You want something that works for years and years but risks blowing up once every ten years. Then trade it with other peoples money (OPM) and collect big fees for the years it works. Like LTCM/Niderhoffer/ARKK etc. So you increase your profit expectation by managing OPM, which means you get to collect fees which you then don't have to give back when you eventually blowup. Hopefully the blowup isn't 100%. Only 80% or something and your investors don't lose too much of their original investments.
Or you could set aside the original principal and play with the house$ only... rebalancing now and then... Working on this concept since May this year...

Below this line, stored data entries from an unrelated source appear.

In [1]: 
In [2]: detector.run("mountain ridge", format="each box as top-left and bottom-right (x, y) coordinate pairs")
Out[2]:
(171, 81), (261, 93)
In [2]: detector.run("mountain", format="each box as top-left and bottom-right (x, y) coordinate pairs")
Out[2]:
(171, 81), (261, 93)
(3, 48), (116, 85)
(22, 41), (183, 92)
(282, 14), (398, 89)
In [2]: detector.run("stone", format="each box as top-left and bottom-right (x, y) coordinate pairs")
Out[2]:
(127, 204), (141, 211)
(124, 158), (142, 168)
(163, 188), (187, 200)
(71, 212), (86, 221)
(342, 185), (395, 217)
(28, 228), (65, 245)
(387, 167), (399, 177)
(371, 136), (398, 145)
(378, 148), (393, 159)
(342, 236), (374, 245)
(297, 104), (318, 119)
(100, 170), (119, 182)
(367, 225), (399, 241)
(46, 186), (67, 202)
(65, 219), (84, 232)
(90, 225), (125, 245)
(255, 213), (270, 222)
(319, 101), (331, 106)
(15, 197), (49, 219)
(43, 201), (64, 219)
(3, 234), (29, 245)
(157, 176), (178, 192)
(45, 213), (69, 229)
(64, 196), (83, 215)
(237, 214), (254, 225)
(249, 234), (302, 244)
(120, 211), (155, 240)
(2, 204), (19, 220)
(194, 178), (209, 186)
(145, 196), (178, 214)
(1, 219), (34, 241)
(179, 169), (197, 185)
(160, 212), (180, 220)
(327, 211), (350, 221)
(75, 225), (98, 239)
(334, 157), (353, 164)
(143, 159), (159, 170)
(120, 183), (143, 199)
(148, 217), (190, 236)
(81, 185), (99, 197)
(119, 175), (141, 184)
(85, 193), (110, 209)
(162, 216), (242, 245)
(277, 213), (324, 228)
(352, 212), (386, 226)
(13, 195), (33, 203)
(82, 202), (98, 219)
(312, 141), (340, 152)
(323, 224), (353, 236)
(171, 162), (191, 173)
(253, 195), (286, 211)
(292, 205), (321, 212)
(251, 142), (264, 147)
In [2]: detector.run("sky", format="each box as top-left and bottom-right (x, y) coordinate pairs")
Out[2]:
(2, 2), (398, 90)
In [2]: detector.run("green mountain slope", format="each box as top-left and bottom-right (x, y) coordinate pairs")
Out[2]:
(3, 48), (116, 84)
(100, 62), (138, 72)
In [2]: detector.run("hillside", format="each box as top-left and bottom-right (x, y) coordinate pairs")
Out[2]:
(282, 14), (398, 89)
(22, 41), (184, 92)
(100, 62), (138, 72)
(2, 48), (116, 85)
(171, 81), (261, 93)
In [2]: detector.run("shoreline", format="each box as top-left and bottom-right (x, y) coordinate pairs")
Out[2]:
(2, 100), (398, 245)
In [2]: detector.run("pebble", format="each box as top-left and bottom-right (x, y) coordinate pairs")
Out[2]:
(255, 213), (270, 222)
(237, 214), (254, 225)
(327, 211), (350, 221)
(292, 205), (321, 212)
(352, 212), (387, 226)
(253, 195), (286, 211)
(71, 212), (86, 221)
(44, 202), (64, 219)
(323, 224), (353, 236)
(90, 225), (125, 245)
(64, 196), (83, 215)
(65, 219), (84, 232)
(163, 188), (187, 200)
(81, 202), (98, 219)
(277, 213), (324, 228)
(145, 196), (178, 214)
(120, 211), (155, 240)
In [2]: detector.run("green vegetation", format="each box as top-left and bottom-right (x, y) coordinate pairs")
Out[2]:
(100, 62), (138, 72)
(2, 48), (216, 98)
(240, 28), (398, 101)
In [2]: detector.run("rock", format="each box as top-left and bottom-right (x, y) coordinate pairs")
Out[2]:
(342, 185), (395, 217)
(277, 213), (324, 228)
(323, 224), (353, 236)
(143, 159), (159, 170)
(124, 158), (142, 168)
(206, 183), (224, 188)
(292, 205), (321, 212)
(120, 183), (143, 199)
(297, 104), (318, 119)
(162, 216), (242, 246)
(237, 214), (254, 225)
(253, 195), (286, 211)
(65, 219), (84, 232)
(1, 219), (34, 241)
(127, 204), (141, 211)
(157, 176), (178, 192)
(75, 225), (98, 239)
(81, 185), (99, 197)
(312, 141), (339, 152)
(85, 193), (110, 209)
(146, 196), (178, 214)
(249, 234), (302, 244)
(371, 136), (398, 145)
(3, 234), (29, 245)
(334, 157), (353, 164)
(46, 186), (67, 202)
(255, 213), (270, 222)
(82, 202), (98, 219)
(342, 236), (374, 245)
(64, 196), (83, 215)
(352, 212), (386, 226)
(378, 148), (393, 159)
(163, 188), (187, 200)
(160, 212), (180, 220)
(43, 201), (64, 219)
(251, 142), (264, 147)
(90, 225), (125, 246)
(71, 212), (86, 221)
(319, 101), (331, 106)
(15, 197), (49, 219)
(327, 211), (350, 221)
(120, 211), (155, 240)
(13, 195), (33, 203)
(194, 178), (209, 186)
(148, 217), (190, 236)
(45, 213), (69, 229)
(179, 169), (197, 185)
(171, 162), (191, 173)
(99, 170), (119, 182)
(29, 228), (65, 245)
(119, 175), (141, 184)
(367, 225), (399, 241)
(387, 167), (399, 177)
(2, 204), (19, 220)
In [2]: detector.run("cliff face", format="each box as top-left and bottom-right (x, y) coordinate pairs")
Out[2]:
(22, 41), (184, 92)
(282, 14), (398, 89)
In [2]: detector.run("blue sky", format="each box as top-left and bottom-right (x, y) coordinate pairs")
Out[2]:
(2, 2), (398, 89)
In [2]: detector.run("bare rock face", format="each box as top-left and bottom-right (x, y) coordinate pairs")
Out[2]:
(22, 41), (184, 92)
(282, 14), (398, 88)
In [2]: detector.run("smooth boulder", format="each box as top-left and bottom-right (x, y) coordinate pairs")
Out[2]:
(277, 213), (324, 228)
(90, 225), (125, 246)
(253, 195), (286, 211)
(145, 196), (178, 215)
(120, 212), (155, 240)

I believe every randomly entered trade(buy or sell) of an asset or option is objectively a zero expected value trade(fair pricing). If that’s not the case, why would anyone enter the market and take the opposite side of your trade? Ofcourse, we can say some form of technical/fundamental analysis gives us an edge by timing our entry(instead of random) but that is just subjective. Simply put, I see the market as an almost complete random walk. It’s hard to prove that timed market entry is any better than a random coin flip. Example: I buy eurusd(randomly) with a take profit of 25pips and Stop loss of 75pips. Are you telling my win-rate would still be 50/50? I expected my win rate to be 75%, bring me expected value to zero. {25pips*75%-75pips*25%=0 pips} Well someone might say that based on TA, that by not entering trades randomly, the above trade is still a 50/50 win-rate but again that’s subjective. Now imagine I have a coin that heads have a 75% chance of showing up(biased). I bet on heads and every time I loose $1 or make $1, why would anyone take the other side of that bet? That’s similar to my eurusd example above(random work), isn’t it? I am looking at the market from same perspective . I don’t know if you understand my point?